Ma ancora una volta trovo necessario il controcanto, qualsiasi tema affronti lo spartito. Anzi, lo ritengo indispensabile. Non ci sarò alla recita. La prova generale è sempre più interessante. Ricordo le prove dei concerti o delle opere alle quali ho assistito nella mia vita.
Quando il direttore d'orchestra amante del buon vino diceva ai professori «riprendiamo da b come Barbera». E sull'onda di quei ricordi mi rivolgo ai colleghi giornalisti e direttori e dico «ricominciamo da l come lacrime».
Una società così annodata come la nostra ha bisogno della commozione che sciolga i grumi che la soffocano. Ricordate il bouquet di fiori con le lampadine che mi ha donato il sindaco? E' opera di Marika, negozio di fiori «Il girasole», Piossasco. Mai nella mia vita. Neppure nella Capitale, dove ho vissuto decenni.

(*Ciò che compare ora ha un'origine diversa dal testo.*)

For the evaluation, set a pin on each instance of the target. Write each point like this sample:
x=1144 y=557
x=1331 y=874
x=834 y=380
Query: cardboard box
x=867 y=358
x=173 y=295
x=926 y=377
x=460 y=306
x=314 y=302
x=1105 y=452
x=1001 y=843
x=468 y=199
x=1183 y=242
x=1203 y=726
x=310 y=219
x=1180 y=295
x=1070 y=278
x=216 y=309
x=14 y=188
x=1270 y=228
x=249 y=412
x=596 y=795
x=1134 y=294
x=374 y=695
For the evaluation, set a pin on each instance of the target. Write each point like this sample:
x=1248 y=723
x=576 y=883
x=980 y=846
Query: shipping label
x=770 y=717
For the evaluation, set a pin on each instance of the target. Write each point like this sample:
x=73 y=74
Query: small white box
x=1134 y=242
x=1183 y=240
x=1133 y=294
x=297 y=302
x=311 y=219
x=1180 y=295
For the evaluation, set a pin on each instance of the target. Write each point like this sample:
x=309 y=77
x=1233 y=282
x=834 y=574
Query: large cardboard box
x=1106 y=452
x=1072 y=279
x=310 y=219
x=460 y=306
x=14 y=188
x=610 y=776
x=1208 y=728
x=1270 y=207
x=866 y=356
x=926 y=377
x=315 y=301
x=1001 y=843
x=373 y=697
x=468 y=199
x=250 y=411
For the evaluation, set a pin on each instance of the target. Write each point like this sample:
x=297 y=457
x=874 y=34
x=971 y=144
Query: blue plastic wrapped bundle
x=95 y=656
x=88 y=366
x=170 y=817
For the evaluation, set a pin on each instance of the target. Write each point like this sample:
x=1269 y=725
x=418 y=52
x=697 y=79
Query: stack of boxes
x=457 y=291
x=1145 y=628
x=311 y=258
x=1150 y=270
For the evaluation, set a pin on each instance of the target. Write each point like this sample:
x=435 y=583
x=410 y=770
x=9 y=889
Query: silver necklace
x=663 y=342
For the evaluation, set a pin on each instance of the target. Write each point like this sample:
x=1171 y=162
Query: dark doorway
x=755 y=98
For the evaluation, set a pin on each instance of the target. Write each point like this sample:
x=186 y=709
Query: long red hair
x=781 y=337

E a voi? E' mai capitato un mazzo di fiori con le lampadine? Non è anche questo un (luminoso) esempio di made in Italy? Mammina… ho perso forse la strada?

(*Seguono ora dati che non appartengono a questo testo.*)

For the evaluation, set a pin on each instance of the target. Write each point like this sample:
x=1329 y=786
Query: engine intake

Vedo in lontananza una luce, che mi guida verso il prossimo controcanto. Mi asciugo le lacrime, mi soffio il naso e riprendo il viaggio. E poi spengo la colonna sonora: «Una lacrima sul viso». E quale sennò?
Sapete che vi dico? Che stavolta anche Mastro Leonardo è rimasto nell'angolo a far da spettatore. Lui, inventore di feste e spettacoli, creatore di fantasmagorici effetti, giochi di luci e ombre. Penso alla Festa del Paradiso creata per il matrimonio di Gian Galeazzo Sforza con Isabella d'Aragona. Fortunati loro! Penso al leone con il petto che si apriva per farne uscire i gigli ideato per le feste alla corte di Franceso I re di Francia in quel di Amboise. Avrà versato lacrime, l'inventore degli inventori? Non lo so. Ma certo, le emozioni e la commozione che suscita hanno fatto un pellegrinaggio di più di cinquecento anni fino a noi.
E lui lì a dirigere, costruire, inventare, re di canti e controcanti (cantava davvero, e con una voce splendida, stando ai biografi). Anche lui, Signore della Luce.

Davincianamente e luminosamente vostra
Vittoria Haziel


Nelle immagini, dall'alto: Vittoria Haziel con un raro esempio di made in Italy della città della luce, fiori e lampadine. Bozzetto autografo della lampadina disegnato dal suo inventore, Alessandro Cruto da Piossasco.